On the Democratic side, the Clinton campaign has long been confident they will win New York without breaking a sweat. Hillary Rodham Clinton is well liked here, and has established an admirable record as the state’s junior senator. In the months before the Iowa caucuses, she had locked up the support of several local unions. And it appeared she had succeeded in maintaining the loyalty of the city’s African-American population; in December, she led Senator Barack Obama among African-American New Yorkers by 40 percentage points.
But Senator Obama’s decisive win in Iowa and his close second-place finish in New Hampshire have had a sizable ripple effect in New York. A new Daily News poll shows that Mr. Obama has erased Mrs. Clinton’s lead among the state’s African-American community, where he now leads 42 percent to 40 percent. Several of the city’s prominent African-American elected officials, such as Assemblyman Adam Clayton Powell IV and State Senator Bill Perkins, both of Harlem, are strongly supporting Mr. Obama.
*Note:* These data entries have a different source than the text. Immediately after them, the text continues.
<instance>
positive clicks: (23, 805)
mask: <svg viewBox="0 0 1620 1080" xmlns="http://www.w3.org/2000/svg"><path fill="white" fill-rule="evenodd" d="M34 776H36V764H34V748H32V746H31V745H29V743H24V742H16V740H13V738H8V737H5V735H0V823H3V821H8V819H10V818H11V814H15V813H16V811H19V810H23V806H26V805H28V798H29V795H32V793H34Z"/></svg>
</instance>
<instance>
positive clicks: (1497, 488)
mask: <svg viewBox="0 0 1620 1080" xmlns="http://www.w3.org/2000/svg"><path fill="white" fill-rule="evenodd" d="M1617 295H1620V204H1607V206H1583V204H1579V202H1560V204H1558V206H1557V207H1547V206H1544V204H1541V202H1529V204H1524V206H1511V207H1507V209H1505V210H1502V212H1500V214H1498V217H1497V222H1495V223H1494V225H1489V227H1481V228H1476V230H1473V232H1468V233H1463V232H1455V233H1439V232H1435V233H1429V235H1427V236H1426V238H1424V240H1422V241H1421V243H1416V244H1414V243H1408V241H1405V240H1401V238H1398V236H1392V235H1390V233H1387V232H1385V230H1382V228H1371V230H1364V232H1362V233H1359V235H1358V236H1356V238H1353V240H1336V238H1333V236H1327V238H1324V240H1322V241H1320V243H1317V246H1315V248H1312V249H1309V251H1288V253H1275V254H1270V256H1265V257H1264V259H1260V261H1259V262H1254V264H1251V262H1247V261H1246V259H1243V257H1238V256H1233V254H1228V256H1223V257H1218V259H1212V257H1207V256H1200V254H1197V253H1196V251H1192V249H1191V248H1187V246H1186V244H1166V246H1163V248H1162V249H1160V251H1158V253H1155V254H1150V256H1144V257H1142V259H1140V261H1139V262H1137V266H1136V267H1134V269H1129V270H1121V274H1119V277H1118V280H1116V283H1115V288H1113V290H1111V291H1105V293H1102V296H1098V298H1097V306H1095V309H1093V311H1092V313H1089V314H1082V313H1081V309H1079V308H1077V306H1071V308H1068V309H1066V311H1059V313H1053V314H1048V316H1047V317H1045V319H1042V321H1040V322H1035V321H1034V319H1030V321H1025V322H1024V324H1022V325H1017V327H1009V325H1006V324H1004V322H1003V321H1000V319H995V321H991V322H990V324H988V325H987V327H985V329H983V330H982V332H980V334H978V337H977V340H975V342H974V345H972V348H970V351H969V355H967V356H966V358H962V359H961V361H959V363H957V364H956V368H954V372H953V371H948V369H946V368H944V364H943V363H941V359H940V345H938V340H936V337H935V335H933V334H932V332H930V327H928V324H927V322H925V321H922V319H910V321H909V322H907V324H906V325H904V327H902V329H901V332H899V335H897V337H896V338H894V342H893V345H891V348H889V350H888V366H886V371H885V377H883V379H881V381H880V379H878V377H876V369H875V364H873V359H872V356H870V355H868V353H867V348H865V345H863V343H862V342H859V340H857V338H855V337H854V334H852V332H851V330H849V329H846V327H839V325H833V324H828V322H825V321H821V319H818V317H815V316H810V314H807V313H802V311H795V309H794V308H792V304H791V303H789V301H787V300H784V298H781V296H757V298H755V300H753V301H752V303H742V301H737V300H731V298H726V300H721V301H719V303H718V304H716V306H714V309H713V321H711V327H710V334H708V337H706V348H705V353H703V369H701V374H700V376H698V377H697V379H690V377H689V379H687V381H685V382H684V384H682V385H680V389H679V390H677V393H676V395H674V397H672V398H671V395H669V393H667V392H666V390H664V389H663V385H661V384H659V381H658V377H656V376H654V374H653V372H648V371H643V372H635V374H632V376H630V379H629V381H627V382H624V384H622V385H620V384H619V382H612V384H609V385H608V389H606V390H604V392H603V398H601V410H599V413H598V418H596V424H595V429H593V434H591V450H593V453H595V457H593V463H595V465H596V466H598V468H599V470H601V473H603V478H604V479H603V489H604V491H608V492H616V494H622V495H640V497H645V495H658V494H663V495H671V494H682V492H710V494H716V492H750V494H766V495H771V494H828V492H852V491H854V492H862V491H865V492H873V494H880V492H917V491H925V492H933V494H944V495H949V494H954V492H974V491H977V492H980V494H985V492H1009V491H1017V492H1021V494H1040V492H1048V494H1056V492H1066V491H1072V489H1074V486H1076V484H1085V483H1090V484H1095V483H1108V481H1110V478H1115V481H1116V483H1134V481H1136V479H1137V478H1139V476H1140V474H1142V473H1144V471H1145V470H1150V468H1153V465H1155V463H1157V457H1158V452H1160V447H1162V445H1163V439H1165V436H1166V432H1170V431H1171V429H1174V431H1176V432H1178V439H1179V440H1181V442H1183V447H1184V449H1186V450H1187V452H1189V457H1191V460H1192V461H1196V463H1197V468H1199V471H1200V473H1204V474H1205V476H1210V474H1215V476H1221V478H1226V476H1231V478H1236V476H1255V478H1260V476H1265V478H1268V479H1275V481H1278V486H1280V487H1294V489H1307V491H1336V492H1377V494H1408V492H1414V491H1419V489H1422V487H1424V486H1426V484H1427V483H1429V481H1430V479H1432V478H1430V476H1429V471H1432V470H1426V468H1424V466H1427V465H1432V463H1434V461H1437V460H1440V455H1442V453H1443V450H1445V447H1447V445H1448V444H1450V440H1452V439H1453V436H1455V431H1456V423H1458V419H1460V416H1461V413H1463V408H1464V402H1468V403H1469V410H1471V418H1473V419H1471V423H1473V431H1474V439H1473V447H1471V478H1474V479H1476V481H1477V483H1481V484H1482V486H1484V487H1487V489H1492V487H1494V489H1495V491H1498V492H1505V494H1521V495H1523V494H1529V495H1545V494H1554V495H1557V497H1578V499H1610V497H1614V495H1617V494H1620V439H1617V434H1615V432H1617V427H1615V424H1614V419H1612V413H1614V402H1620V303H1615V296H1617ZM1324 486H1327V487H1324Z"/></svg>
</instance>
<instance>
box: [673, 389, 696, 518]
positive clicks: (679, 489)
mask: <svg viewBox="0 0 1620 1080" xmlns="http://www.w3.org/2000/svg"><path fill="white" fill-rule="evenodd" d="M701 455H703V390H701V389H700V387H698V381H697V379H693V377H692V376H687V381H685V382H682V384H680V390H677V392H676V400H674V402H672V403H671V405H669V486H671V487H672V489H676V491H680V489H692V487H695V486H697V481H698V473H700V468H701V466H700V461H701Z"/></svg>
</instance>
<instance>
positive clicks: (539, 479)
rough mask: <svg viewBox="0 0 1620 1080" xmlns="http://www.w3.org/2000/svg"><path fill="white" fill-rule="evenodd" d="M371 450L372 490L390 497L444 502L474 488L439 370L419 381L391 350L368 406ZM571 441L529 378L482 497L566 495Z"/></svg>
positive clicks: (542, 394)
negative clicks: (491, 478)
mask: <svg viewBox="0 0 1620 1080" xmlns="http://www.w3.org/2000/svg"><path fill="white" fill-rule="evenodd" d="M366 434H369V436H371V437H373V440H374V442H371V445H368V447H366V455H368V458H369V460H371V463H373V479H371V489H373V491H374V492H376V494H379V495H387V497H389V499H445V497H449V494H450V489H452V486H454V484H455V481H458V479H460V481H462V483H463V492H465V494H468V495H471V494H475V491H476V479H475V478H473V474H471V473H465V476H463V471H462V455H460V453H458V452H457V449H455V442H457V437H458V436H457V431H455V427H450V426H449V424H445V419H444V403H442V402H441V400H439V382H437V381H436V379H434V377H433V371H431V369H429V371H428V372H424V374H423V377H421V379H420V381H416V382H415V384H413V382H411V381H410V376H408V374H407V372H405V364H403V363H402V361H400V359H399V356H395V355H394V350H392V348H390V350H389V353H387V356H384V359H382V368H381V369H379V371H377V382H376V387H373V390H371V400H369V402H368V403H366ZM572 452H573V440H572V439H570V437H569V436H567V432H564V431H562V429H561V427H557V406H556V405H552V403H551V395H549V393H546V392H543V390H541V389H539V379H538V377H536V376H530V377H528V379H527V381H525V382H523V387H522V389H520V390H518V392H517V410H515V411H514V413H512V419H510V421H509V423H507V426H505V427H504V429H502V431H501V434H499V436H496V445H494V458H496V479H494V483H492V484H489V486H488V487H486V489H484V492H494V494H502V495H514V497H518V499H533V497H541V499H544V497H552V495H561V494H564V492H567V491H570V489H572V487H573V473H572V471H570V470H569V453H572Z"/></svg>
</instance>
Among New York Democrat voters as a whole, Senator Clinton’s 31-point lead over Senator Obama has dropped to 20 points. Many New Yorkers have been drawn to Senator Obama’s idealism and grace under pressure. And given his political roots as a community organizer in Chicago, New Yorkers may also feel he would be particularly attuned to the economic and social concerns of a major American city.
Meanwhile on the Republican side, New York is key to Rudy Giuliani’s campaign. While the state Republican powers are divided in whom they are supporting, New York remains largely Rudyland—he has wide name recognition, as well as appeal to urban and suburban voters who credit him with making New York City safe. If he wins here and in California, his candidacy is very much alive.
Fasten your seat belts, it’s going to be a bumpy ride.